The Mexican American Student Association is disappointed in the attire chosen by this sorority. It in no way represents our culture. Not only have they chosen to stereotype our culture with serapes and sombreros, but the insinuation about drug usage makes this image more offensive. Our country is plagued by a drug war that has led to the death of an estimated 50,000 people, which is nothing to be joked about.

Well folks, you might not like it but the sombrero, invented in Mexico, does represent your culture-at least part of it.

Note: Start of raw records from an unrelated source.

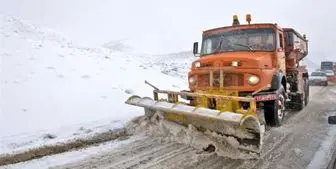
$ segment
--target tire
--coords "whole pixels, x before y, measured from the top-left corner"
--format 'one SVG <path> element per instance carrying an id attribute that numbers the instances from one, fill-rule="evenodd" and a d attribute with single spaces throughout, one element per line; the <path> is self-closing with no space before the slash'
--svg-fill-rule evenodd
<path id="1" fill-rule="evenodd" d="M 328 86 L 328 81 L 325 82 L 324 86 Z"/>
<path id="2" fill-rule="evenodd" d="M 265 102 L 265 120 L 270 126 L 281 126 L 285 117 L 285 89 L 279 89 L 278 100 Z"/>
<path id="3" fill-rule="evenodd" d="M 309 82 L 307 82 L 308 81 L 308 79 L 305 79 L 305 85 L 306 85 L 306 94 L 305 94 L 305 106 L 307 106 L 308 105 L 308 103 L 309 103 L 309 90 L 310 90 L 310 85 L 309 85 Z"/>
<path id="4" fill-rule="evenodd" d="M 304 91 L 302 95 L 297 95 L 295 102 L 294 102 L 294 108 L 298 111 L 302 110 L 309 101 L 309 85 L 307 84 L 307 79 L 304 79 Z"/>
<path id="5" fill-rule="evenodd" d="M 294 103 L 295 110 L 300 111 L 307 105 L 305 97 L 305 93 L 303 93 L 303 95 L 297 95 Z"/>

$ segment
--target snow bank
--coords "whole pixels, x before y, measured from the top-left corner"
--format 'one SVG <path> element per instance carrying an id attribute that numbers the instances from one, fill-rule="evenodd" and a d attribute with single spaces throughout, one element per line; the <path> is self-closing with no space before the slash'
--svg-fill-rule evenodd
<path id="1" fill-rule="evenodd" d="M 185 79 L 161 73 L 159 57 L 76 46 L 17 18 L 0 20 L 0 154 L 123 126 L 143 114 L 124 102 L 133 94 L 151 96 L 144 80 L 187 87 Z"/>
<path id="2" fill-rule="evenodd" d="M 165 141 L 179 142 L 200 151 L 209 151 L 218 156 L 231 159 L 258 159 L 254 152 L 240 151 L 239 141 L 234 137 L 216 134 L 209 130 L 198 131 L 194 126 L 184 127 L 173 122 L 163 120 L 160 113 L 152 118 L 140 116 L 127 125 L 127 130 L 134 135 L 155 136 Z"/>
<path id="3" fill-rule="evenodd" d="M 31 161 L 16 163 L 12 165 L 4 166 L 6 169 L 42 169 L 42 168 L 52 168 L 56 166 L 61 166 L 69 164 L 72 162 L 77 162 L 89 158 L 90 156 L 99 155 L 101 153 L 107 153 L 113 151 L 115 148 L 130 144 L 131 142 L 140 140 L 141 137 L 131 137 L 127 140 L 122 141 L 112 141 L 98 146 L 88 147 L 86 149 L 81 149 L 80 151 L 69 151 L 66 153 L 45 156 L 40 159 L 35 159 Z M 0 167 L 1 168 L 1 167 Z"/>

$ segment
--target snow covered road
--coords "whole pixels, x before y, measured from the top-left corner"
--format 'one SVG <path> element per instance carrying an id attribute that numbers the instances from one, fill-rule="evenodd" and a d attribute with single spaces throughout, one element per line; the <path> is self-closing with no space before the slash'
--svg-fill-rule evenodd
<path id="1" fill-rule="evenodd" d="M 133 136 L 117 145 L 109 143 L 99 149 L 82 150 L 80 157 L 68 158 L 66 162 L 53 159 L 71 157 L 69 154 L 78 151 L 9 168 L 320 168 L 327 165 L 328 154 L 335 144 L 335 138 L 328 136 L 333 126 L 328 126 L 326 120 L 336 110 L 335 98 L 334 86 L 311 87 L 310 103 L 304 110 L 289 114 L 283 126 L 267 129 L 264 150 L 258 160 L 233 160 L 159 138 Z M 324 147 L 328 144 L 330 147 Z M 314 159 L 316 152 L 321 158 Z"/>

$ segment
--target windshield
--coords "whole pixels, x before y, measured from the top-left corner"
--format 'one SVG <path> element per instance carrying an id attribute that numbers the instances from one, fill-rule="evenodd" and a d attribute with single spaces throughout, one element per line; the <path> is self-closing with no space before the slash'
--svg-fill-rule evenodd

The Mexican sombrero has become a national and cultural symbol, and is often used in traditional Mexican celebrations, especially by communities outside Mexico. —Wikipedia.org

And there was no “insinuation” about the drug war. That was just too much of a stretch to similize “will work for weed+beer” with the drug war in Mexico. What? Mexicans don’t smoke pot? And the beer. They don’t drink beer?

By BrokenSphere (Own work) [CC-BY-SA-3.0], via Wikimedia Commons

Is anyone offended by Speedy Gonzales? “I can’t believe that “racist” parade at Magic Mountain.” How about the shutterstock.com “Mexican typical poncho man”? OMG! How shocking. Did anyone complain about the “racist” cartoon drawn by Michael Murphy. “Ohhhh, it hurts so much!”

PLAEEESE! Mexican is not a race and most of you need to look up the definition of racist. And while the photo displayed stereotypes, it was not (as far as I can tell) motivated by prejudice or discrimination. Didn’t you ever hear, “sticks and stones may break my bones but words will never hurt me.” Mom taught me that. People need to stop getting upset, angry, offended, and hurt over nothing but stereotypical behavior of some college girls.

In fact, we need to get over all this PC, “cry baby”, “I’m gonin’ to tell on you”, behavior. When did everybody become such wimps? Richard Conniff, Smithsonian Magazine, quotes a 19th century cleric, “It is almost impossible to exaggerate the complete unimportance of almost everything.” That pretty well says it all.